His coffee mug stayed in the sink, just the way he’d left it. His work chair in the corner of our small kitchen became… empty space. A hollow spot the whole house leaned around.
I was six months pregnant at the time. Our son kicked as the doctor told me that stress would be bad for the baby, as if stress were a light switch I could flip off. “You’ll be okay,” people said, their eyes already sliding away, because no one knows what to do with grief that hasn’t settled into something neat and quiet.
They didn’t see the bills. They didn’t see me standing at the kitchen counter with a calculator and a cold cup of coffee at two in the morning, trying to make numbers behave.
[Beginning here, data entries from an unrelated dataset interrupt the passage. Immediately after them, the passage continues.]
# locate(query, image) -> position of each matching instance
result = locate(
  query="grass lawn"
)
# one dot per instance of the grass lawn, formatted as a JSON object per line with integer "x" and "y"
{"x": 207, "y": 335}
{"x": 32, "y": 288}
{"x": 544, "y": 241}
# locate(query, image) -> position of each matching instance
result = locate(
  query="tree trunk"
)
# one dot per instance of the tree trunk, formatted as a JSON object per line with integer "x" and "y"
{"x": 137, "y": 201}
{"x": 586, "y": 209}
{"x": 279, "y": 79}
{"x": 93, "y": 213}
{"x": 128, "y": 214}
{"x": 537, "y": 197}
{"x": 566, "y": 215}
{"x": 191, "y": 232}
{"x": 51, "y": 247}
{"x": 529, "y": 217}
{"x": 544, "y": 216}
After Ethan was born, joy and sadness lived side by side in the same tiny apartment.
I would hold him at night, his soft breath warm against my neck, and think, You are the reason I get up in the morning. And then, just as quickly, I’d look at the empty space on the other side of the bed and think, And you are the reason it hurts so much that he’s not here. I talked to Ethan like he could remember.
“Your dad loved airplanes,” I whispered one night as the TV flickered quietly in the background. “He used to say the best part of a trip was the takeoff. That feeling when the ground lets go.”
The funny thing about losing someone is that the world doesn’t stop sending you mail.